01 fevereiro 2011

Viagem ao jardim

Empurrei a pesada porta de ferro que dava para o jardim e fui direto ao canto perto da grade onde ficavam os agapantos. Havia chovido, as flores haviam caído, as sementes verdes e aladas pareciam louva-deuses agrupados em conspiração. Queria tocá-los, mas me davam aflição, poderiam voar para cima de mim. Baixei a cabeça e me agachei apoiando os braços gordinhos nos joelhos e, com o dedo indicador, cavouquei a terra procurando minhocas. A terra estava fofa, não foi difícil achar e enfileirar as coitadas na borda de cimento que contornava o canteiro. Desesperadas e cegas pela luz buscavam a escuridão segura e macia de seu habitat.

Que gosto teriam? - pensei. Tinham gosto de terra.

Em fileira, formigas avermelhadas carregavam pedacinhos de folhas. Eu não tinha coragem de matá-las, mas também não gostava delas, eram egoístas e não gostavam de cantar. Então achei por bem dificultar seu caminho colocando pedras, pauzinhos e minha própria mão para ver o que elas faziam. Chatas. Depois de um tempo desisti e voltei minha atenção para as plantas.

Bem no meio do canteiro havia uma costela-de-adão copada, com folhas enormes. Bem no meio delas eu vi uma espécie de flor branca com uma banana limpa e lisa saindo de dentro. Uma tentação. Certamente minha mãe nãome deixaria tocá-la. Naquele momento, porém, eu estava só, ninguém me vigiava. Eu era obediente. Bastava alguém me dizer que eu não podia passar do portão que eu não passava. Mas, ninguém me disse para não pegar a flor/banana. Peguei. Comi.

No pronto socorro me fizeram vomitar, eu detesto vomitar. Minha boca estava inchada e vermelha, a língua grossa e a garganta ardendo. A enfermeira abriu um armarinho de ferro e vidro, pegou uma espécie de palito de cristal e enrolou um chumaço de algodão na ponta. Mergulhou aquilo num vidro cheio de líquido roxo, pediu que eu abrisse bem a boca, não ia doer nada.

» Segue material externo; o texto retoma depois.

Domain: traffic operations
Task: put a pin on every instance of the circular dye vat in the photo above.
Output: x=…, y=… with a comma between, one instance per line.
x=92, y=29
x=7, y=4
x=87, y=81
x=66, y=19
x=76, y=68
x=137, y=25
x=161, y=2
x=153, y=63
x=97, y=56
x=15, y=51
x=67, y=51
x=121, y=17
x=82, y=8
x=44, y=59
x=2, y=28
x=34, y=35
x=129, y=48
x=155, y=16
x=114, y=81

Voltando para casa com a boca, a cara e o vestido pintados de roxo eu chorava tanto que minha mãe precisou parar o carro, se ajoelhar no banco, virar para trás e ver o que estava acontecendo. Nada. Eu só estava arrependida. Fiquei anos sem comer banana.

2 comentários:

Carol Gregori | São Caetano disse...

Sandra,
Blog com cara nova e sempre emocionando agente...
Beijos,
Lais e Priscila

Blog da Bruna disse...

Sandra, essa tua viagem ao jardim me emicionou por duas razões: os agapantos são as flores de jardim da minha infância (e do jardim de infência onde ia...) e segundo: eu também gostava (sempre tive jardim quando era criança mesmo tendo mudado inúmeras vezes de casa e de cidade) era onde eu ia ver de perto flores, grama e insetinhos...
Minha flor e folha preferida para mastigar (e são inofensivos..) o trevo...bons tempos idos. Alguém um dia me falou de um antigo proverbio indú que diz que "o homem poder perder - e recuperar, absolutamente tudo (da honra ao dinheiros...) mas nunca o tempo!